Second, we are confronted with the question of whether or not the trial court in accepting defendant's guilty plea had first properly established the factual basis of that plea in such a way as to convince the court that the crime had in fact been committed by defendant. GCR 1963, 785.3(2); People v Taylor, 387 Mich. 209 (1972); People v Seifert, 17 Mich. App. 187 (1969). This issue was not briefed by either defendant's appellate counsel or the people because defendant was granted leave to appeal April 25, 1972, on only the Boykin issue, *3 although defendant had raised this issue in a delayed motion for a new trial and in his application for leave to appeal. Leave was probably denied on the non-Boykin issue because of the presumed applicability of People v Donald T Moore, 21 Mich. App. 150 (1970). Moore held that the trial court's failure to require a defendant to establish the elements of the offense by his own testimony is not fatal to the acceptance of his plea of guilty if the complaining witness gave explicit testimony of defendant's actions at the preliminary examination and this testimony was noted at the plea taking and acknowledged to be true by the defendant. However, since Taylor, supra, Moore has not been good law. In Taylor the Michigan Supreme Court held, among other things, at 225, footnote 10:
"It is not sufficient that such facts appear on the record of the preliminary examination. See People v Zaleski, 375 Mich. 71, 81 (1965), and People v Rufus Williams, 386 Mich. 277, 284-285 (1971)."
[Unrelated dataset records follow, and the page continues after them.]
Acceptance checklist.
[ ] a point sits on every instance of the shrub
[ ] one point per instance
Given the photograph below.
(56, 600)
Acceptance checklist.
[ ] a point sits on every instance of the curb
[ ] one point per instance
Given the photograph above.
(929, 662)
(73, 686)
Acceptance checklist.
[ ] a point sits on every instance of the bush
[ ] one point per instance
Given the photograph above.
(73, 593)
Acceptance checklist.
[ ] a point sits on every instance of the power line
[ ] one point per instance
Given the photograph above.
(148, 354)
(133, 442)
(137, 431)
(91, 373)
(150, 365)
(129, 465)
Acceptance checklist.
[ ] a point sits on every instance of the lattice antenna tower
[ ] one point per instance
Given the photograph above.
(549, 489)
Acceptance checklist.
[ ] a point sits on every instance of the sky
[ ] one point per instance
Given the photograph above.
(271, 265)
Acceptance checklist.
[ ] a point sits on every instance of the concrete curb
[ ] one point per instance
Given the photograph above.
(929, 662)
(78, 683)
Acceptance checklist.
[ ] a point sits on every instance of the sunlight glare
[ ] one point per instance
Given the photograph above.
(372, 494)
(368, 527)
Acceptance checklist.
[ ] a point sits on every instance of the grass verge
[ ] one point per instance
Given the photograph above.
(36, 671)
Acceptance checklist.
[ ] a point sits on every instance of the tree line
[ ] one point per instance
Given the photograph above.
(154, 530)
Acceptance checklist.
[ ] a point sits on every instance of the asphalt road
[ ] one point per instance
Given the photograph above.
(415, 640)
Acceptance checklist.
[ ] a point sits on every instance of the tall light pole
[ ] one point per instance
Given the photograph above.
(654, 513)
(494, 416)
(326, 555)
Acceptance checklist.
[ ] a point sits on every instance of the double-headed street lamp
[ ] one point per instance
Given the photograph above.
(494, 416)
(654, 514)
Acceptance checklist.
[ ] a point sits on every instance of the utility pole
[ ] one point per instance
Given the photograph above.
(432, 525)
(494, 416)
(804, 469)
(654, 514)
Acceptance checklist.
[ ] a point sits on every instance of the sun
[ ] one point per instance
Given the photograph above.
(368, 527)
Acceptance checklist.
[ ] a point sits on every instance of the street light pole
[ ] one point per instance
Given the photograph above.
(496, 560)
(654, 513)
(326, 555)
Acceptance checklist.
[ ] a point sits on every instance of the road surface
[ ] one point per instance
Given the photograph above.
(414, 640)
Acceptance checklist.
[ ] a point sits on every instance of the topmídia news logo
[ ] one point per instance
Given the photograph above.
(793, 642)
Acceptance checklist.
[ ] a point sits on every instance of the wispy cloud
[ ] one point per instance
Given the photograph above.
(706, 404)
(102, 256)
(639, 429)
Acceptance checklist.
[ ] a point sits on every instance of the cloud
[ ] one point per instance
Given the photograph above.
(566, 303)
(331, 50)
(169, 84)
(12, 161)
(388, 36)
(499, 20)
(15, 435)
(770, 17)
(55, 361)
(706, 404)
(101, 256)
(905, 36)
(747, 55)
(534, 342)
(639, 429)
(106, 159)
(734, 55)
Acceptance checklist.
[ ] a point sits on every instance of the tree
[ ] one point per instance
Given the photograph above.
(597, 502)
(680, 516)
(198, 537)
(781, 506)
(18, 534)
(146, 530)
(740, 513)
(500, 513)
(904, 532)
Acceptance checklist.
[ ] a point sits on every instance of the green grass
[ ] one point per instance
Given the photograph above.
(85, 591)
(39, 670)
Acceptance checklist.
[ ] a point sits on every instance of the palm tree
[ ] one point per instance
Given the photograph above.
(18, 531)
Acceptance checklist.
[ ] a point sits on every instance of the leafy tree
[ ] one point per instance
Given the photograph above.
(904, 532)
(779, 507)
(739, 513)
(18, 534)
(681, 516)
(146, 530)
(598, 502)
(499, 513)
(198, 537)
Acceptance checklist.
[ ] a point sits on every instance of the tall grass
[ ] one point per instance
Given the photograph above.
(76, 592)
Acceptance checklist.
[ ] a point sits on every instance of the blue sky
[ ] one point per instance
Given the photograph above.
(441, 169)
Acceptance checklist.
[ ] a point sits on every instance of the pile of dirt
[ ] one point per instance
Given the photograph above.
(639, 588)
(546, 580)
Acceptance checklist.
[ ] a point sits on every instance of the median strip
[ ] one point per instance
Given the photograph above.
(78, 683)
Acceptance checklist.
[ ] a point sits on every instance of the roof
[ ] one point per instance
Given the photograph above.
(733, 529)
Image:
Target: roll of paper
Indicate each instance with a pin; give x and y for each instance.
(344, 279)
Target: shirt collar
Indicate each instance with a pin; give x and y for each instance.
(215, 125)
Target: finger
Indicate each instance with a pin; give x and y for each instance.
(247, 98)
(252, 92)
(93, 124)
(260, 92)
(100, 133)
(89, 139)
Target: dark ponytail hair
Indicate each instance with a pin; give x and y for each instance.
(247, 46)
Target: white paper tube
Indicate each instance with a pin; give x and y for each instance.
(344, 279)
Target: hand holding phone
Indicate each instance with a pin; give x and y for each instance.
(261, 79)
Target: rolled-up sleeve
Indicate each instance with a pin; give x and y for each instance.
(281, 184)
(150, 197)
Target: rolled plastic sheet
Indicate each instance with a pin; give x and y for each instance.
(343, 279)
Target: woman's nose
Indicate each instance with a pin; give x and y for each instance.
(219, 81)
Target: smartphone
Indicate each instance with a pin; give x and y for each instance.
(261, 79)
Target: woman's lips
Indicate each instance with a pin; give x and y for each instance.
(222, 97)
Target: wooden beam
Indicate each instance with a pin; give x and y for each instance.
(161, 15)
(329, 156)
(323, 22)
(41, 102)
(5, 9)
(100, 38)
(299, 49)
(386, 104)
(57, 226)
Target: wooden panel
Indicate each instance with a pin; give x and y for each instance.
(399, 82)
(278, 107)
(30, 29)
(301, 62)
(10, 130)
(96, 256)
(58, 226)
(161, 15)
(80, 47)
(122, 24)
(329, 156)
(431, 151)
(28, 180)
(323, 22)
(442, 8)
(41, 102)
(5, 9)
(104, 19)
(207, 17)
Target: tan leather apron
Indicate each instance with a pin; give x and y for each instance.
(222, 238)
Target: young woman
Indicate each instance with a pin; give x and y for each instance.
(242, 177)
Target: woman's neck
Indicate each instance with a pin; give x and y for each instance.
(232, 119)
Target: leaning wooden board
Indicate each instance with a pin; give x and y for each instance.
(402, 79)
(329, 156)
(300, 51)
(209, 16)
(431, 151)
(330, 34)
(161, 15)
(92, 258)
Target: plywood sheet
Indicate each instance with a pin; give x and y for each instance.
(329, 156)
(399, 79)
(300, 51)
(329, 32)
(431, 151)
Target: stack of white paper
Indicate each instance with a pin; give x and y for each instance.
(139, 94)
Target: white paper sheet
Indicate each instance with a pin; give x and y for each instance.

This Taylor holding has been amply criticized in People v Schneff, 43 Mich. App. 413 (1972). However, as in Schneff, and People v D'Argis, 44 Mich. App. 186 (1972), we are bound to follow the rule enunciated by the Supreme Court in Taylor. Our review of the plea-taking record below shows that the factual basis of defendant's plea was established only by reference to the preliminary examination, and hence Taylor requires a vacating of the acceptance of defendant's guilty plea, and remand to determine a factual basis for acceptance of the guilty plea.
Affirmed, except as to remand.
All concurred.
NOTES
[*]  Former circuit judge, sitting on the Court of Appeals by assignment pursuant to Const 1963, art 6, § 23 as amended in 1968.